Reactome Clarification
5
1
Entering edit mode
10.8 years ago
sam.neaves ▴ 20

Hello,

I am trying to understand how the biopax 3 format relates to the diagrams. (I do have the manual http://www.biopax.org/release/biopax-level3-documentation.pdf ) I am starting with manually going through the relations of a small pathway but I want to have some code that will do this automatically once I have my head wrapped around it. I am looking at the simple pathway 1472: "Regulation of Apoptosis". And the simple subpathway 1473 "Regulation of activated PAK-2p34 by proteasome mediated degradation".

This subpathway has two reactions, BiochemicalReaction6535 and BiochemicalReaction6536 and two pathway steps, 8092 and 8091.

I thought I understood that reactions can be controlled and that this is indicated by the control class.

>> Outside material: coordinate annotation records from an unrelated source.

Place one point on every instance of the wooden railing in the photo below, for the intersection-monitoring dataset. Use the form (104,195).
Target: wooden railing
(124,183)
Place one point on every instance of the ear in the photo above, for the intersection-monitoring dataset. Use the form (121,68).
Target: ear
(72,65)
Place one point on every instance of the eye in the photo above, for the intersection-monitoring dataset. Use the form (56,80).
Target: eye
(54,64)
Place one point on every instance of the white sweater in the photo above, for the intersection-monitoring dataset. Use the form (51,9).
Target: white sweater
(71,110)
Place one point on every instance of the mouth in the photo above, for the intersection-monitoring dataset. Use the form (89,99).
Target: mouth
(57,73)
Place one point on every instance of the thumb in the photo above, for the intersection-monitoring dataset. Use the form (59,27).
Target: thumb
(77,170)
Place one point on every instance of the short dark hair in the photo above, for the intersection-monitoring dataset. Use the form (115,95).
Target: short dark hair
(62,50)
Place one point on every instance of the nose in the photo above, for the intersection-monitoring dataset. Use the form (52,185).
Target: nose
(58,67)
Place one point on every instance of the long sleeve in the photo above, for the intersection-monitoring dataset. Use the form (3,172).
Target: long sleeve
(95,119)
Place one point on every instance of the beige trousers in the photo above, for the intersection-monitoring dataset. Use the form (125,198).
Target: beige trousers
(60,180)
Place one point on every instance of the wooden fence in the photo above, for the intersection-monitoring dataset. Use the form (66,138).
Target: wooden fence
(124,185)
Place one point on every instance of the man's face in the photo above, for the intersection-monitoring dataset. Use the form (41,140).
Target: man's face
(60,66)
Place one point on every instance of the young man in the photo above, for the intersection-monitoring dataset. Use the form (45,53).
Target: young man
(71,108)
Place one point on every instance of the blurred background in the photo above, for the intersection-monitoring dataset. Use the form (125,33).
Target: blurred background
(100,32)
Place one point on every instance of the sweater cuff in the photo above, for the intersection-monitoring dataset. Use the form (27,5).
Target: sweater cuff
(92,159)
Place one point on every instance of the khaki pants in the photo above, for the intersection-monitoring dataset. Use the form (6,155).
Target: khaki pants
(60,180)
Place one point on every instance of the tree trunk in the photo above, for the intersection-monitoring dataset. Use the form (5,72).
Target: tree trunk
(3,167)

So we can look up that Catalysis1 controls BiochemicalReaction2 for example. However if I make a query for what catalyst controls BiochemicalReaction6536 it returns no results -however in the diagram it is clearly shown to be catalyzed by "26s Proteasome".

If I lookup pathway step 8092 it has a stepprocess BiochemicalReaction6536 and a step process for catalysis102. If I then lookup what reactions are controlled by catalysis102 it returns BiochemicalReaction271 and that its controller is complex343 (26s Proteasome) . Is the BiochemicalReaction271 some how related to BiochemicalReaction6535? If so how is this indicated? Why does it not just say that BiochemicalReaction6536 is controlled by catalysis102?

If I want to computationally extract the network do I say : There is a catalysis link between a node and a reaction IF the reaction is controlled by that catalysis or IF they both appear in the same pathway step.

Or is this incorrect/not sufficient ? i.e. is there even more complications ;)

Would I then do a similar thing for TemplateReactionRegulation and Modulation links?

Thanks in advance for any help.

• 3.2k views
ADD COMMENT
2
Entering edit mode
10.8 years ago
B. Arman Aksoy ★ 1.2k

Hi Sam,

Can you provide a link to the BioPAX file that you are working with? I understand that this is a follow-up question to your previous question about Reactome; but I was not able to find the IDs you mentioned in the BioPAX 3 export from Reactome -- full RDF IDs will really help following your argument.

But I will try to answer your question as much as I can understand:

  1. You are right about catalysis -> reaction links. They are directional and the regulation information is contained on the catalysis/control reactions side. So if you are only given the reactions, the object itself does not contain information about its regulation; you need to run a second query to extract all catalysis reactions of which "controlled" is the reaction.
  2. The computational extraction of a BioPAX element, e.g. a Pathway, is what we call a "fetch" operation, meaning that you want all the data that is necessary to define that reaction from a model. If you are not working with native BioPAX-compatible libraries, than this is somewhat harder to accomplish manually -- because as you mentioned, there are many many complications.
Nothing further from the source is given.